Förderverein "Rettet St. Aegidien" e.V. Oschatz

 

Ein Konzert zum Mitsingen

 

Gabi und Amadeus Eidner aus Chemnitz eröffnen 15. Musikherbst

 

Von Gabi Liebegall Oschatz. Sie treffen mit ihrer Musik und den Texten die Seelen der Menschen. Gabi und Amadeus Eidner musizierten am Sonnabendnachmittag in St. Aegidien, wo die Liedermacher mit ihrem Repertoire sowohl Erwachsene als auch Kinder ansprachen. Und die Besucher ließen sich bei diesem Auftakt des 15. Oschatzer Musikherbstes auch nicht lange bitten: Sie sangen von Beginn an mit.

 

Dafür hatte die Kirchgemeinde Oschatz Liedtexte kopiert und diese den Gästen zur Verfügung gestellt.

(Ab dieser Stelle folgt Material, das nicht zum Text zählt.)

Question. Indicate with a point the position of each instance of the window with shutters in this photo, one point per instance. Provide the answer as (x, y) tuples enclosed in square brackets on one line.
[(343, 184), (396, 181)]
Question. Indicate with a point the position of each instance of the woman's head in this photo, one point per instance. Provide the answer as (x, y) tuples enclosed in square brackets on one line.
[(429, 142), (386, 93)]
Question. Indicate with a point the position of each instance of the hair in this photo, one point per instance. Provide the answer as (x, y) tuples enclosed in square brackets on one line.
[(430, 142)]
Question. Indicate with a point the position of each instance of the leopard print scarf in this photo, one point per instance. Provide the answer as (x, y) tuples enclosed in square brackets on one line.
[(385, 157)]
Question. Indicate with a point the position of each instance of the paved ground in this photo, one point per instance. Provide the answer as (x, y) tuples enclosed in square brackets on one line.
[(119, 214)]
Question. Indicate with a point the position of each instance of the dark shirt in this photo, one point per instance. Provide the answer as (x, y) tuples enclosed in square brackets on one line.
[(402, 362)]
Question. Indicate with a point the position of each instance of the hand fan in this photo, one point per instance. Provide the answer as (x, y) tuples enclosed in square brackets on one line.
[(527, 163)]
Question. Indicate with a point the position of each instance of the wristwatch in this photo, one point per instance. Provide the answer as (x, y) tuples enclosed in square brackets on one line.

Außerdem gab es Informationen zu dem musikalischen Paar, das seit 2000 mit verschiedenen Programmen in Deutschland und Österreich unterwegs ist und bisher auf rund 1000 Auftritte verweisen kann. Mit Liedern wie „Danke, für diesen guten Morgen“, „Ich lad mein Auto...“, „Es ist die selbe Sonne“, „Jesus ist die Mitte meines Lebens“ und „Spürst du noch den Wind“ sprachen sie die Zuhörer an. Die Texte stimmten froh, nachdenklich, und sie machten Mut. Und da die Liedermacher auch Programme für Kinder haben, brachten sie für die Mädchen und Jungen unter den Gästen Lieder mit. Selbstredend wurden die Steppkes mit einbezogen, zum Beispiel bei „Käptn’ Noah und die fast vergessenen Holzwürmer“. Es war nicht zu übersehen, dass die Kinder Freude daran hatten. Und nicht nur sie. Auch die Besucher, unter ihnen Berthold Zehme, Pfarrer i. R.. Gabi Eidner brachte zwischen den Liedern auch kleine Gedichte und Anekdoten zu Gehör, über die die Gäste schmunzeln konnten. So bei der Geschichte um einen Pfarrer, bei dem die Gläubigen im Gottesdienst einschliefen. Eines Tages sei seine Katze in den Gottesdienst gekommen. „Die Gläubigen wunderten sich und weckten sogar die, die schliefen. Sie fragten sich, warum die Katze dem Pfarrer aufmerksam lauschte. Die Antwort: Weil der Pfarrer für die Katz’ predigt“, so die Liedermacherin. „Aber das nehmen wir natürlich nicht so ernst“, sagte sie.